Do I need to tell my insurer about my AI agents?

Most SME operators deploying AI agents in 2026 have not updated their insurer. That silence is not a neutral position. It is a disclosure failure that can void their policy at the moment a claim arrives. This article explains the obligation, what to disclose, how to disclose it, and what happens at renewal if you do nothing.

Key takeaways

  • Insurance contracts require disclosure of every material fact: any fact that would affect a prudent insurer's decision to accept the risk or set the premium. Deploying a customer-facing AI agent that gives advice, makes decisions, or takes autonomous actions is a material fact in almost every jurisdiction that operates common law or civil law insurance principles.[1]
  • If you fail to disclose your AI deployment and a claim arises from it, your insurer may avoid the policy entirely, reduce the payout, or add a retrospective exclusion for AI-related losses. None of these outcomes can be negotiated after the claim is filed. The time to disclose is at inception or at the next renewal, not after an incident.[2]
  • Standard professional indemnity, cyber, and commercial general liability policies written before 2024 were not designed to cover AI agent failures. Disclosure prompts your insurer to address the gap explicitly. An explicit exclusion is a known risk you can manage. A voidable policy is a hidden one you cannot.[3]
  • The minimum disclosure covers: what the agent does, who it interacts with, what decisions it makes or influences, and whether human review occurs before outputs reach third parties. The Coverage Audit tool at insureyouragent.com/tools/coverage-audit/ generates this summary automatically.
  • If your insurer adds an AI exclusion following your disclosure, that exclusion identifies the exact gap that specialist AI endorsements from Counterpart, AIUC-1 licensees, or Munich Re aiSure are designed to fill.

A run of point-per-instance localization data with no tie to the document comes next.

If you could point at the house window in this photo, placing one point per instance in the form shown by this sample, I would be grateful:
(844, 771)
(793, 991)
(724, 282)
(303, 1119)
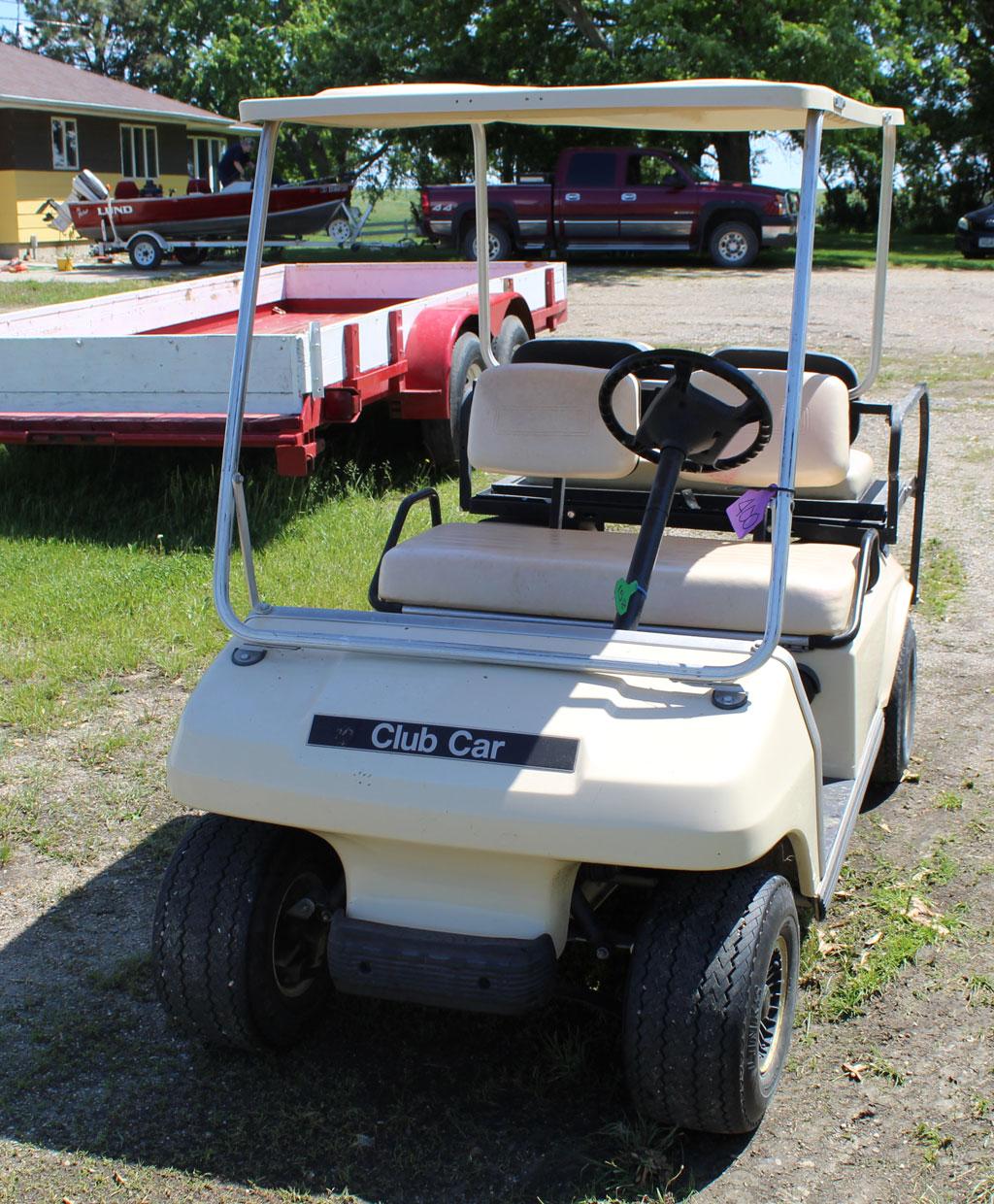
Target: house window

The duty of disclosure in insurance

Every insurance contract in every major commercial jurisdiction requires the insured to disclose all material facts before the policy is written and at each renewal. The principle is called utmost good faith (uberrimae fidei) in common law jurisdictions including England, Ireland, Australia, Singapore, and most of the Gulf. Civil law jurisdictions including Germany, France, the Netherlands, and Italy carry equivalent duties encoded in their insurance legislation.

A material fact is any fact that would influence a prudent insurer when deciding whether to accept the risk and on what terms. The test is not subjective: it is not whether you personally think the fact matters. It is whether a hypothetical prudent insurer would consider it relevant. Courts have consistently applied a broad definition of materiality in insurance disputes.[1]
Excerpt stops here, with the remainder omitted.